Regarding Hughie’s status, the Defence Department letter out of Calgary did not mince words.
“Dear Mrs. Reid:
This office has just received the official casualty list from Ottawa, and it is with very deep regret that we have learned that your son, Pte. Hughie George Reid, has been reported as severely wounded.”
Hughie would survive. Serving as a dispatch driver, he had been sent ahead of his regiment on his motorcycle to scout the scene and was shot through the neck by an enemy sniper somewhere around Lathen, Germany. It happened less than four months before the end of the Second World War.
Hughie’s children did not ask their father about the scar on his neck. Someone along the line had told them all they needed to know. Hughie never elaborated about the incident, nor about the four-plus years he spent away from his home in Dryden, Ont., while with the Lake Superior Regiment.
“It was just too hard of a subject for him to talk about,” said his daughter, Lori Nicholson, who now lives in Windsor Junction.
“I know he went back to England with a group from the legion but he had cut the trip short because the experience, the memories, were just too hard on him.”
After the war, her father managed to eke out a living and raise a family. He found work as a coal miner and at the Dryden pulp and paper mill. He and his three brothers who survived overseas service struggled with alcohol abuse. Hughie kept mostly to himself, relishing the outdoors. He died of cancer at the age of 62.
But the collection of war letters he left behind show another side of Nicholson’s father. Written while stationed in Debert, McNabs Island, Belgium, Holland, England and France, they offer a spirited account of the day-to-day life of a Second World War infantry man. Primarily addressed to his mother, they range from the breaking news of an engagement to a London woman, which eventually fell apart, to joyous accounts of spending leisurely days in London and Manchester, England.
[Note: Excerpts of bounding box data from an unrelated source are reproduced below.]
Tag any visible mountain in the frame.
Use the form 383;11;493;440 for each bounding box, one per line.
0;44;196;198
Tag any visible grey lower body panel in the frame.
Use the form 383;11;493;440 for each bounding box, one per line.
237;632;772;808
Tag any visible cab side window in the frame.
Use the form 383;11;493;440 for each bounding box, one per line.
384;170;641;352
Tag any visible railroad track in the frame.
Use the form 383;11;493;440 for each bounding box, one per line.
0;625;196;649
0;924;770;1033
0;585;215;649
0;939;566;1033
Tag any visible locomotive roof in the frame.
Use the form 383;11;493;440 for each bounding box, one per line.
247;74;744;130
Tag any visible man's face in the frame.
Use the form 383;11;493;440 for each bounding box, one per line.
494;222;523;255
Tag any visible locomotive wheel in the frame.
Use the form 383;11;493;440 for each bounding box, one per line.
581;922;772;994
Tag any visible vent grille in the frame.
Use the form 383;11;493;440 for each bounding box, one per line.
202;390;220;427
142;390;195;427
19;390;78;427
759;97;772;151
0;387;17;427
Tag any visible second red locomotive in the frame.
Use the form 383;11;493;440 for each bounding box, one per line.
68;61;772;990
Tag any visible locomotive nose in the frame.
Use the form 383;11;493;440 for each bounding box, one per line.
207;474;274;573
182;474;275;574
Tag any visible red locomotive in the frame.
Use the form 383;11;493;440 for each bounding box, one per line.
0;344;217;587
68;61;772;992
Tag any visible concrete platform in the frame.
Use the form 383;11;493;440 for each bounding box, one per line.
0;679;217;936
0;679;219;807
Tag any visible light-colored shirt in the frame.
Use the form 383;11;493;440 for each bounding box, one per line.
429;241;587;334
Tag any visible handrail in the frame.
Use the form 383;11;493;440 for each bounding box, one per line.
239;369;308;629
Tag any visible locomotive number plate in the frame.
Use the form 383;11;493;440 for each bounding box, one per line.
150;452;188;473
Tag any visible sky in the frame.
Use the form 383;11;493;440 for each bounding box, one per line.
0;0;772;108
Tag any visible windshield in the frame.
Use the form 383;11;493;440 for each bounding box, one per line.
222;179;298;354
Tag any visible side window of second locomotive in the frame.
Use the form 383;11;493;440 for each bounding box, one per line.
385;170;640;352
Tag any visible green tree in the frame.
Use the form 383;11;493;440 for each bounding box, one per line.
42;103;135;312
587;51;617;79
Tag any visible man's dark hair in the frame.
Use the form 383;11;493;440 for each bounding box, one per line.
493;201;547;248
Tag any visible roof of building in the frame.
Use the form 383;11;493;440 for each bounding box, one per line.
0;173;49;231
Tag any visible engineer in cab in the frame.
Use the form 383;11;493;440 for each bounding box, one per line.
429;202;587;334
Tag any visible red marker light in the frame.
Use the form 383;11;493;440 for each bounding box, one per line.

“Well, I got back safely from leave and had a wonderful time,” read a letter addressed from “Blighty,” England, on Dec. 2, 1943. “I went back to London and Manchester . . . I had a few meals in London at the hotels. Cost me 5.5 pounds for the main course, extra for desserts but it was really worth it.”
There are many others, some on the lighter side, remarking about his penchant for French ladies and cigarettes.
“I sure wish I could speak French. Boy oh boy, is there ever some nice dolls over here. . . . Received your cigs yesterday, pretty well stocked again. I got 300 from the Dryden cigarette fund about a week ago, thanks a lot.”
But the longing for home was always there.
“Well it will soon be three years in the army and I am sure getting enough of it,” reads a missive dated Nov. 17, 1942. “Sure be glad when it’s all over.”
Nicholson would discover the letters only a few years ago. Reading them made her feel closer to her dad, the young man she never knew.
“He passed away in my early 20s. It gives me the chance to think of what he was like as a younger man. I could never see him as a letter writer. So the fact that there was that many was pretty impressive.”
But beyond this, the letters offered her a different story of the war, accounts away from the battlefields to the more mundane happenings of a soldier.
“I think it makes you realize how they were feeling when they were going through all of that. You hear a lot of war stories but they don’t depict the calm. They are still doing other things, waiting for battle, doing camp chores.”
Nicholson would discover that he had been stationed in Debert and McNabs Island for short periods before heading overseas. As the letters indicate, he wasn’t fussy about Halifax, describing the city as being rather dirty and the seafood not that good and too expensive.
“I couldn’t believe it, that my dad walked in Halifax. So it’s that lost connection that’s coming back.”
This Remembrance Day, Nicholson will feel a little closer to her father, to his private story.
“I am still moved by the parades, picturing my dad as one of the veterans. I’m thankful for the letters, his story. It’s another reminder of what a great service they did for us.”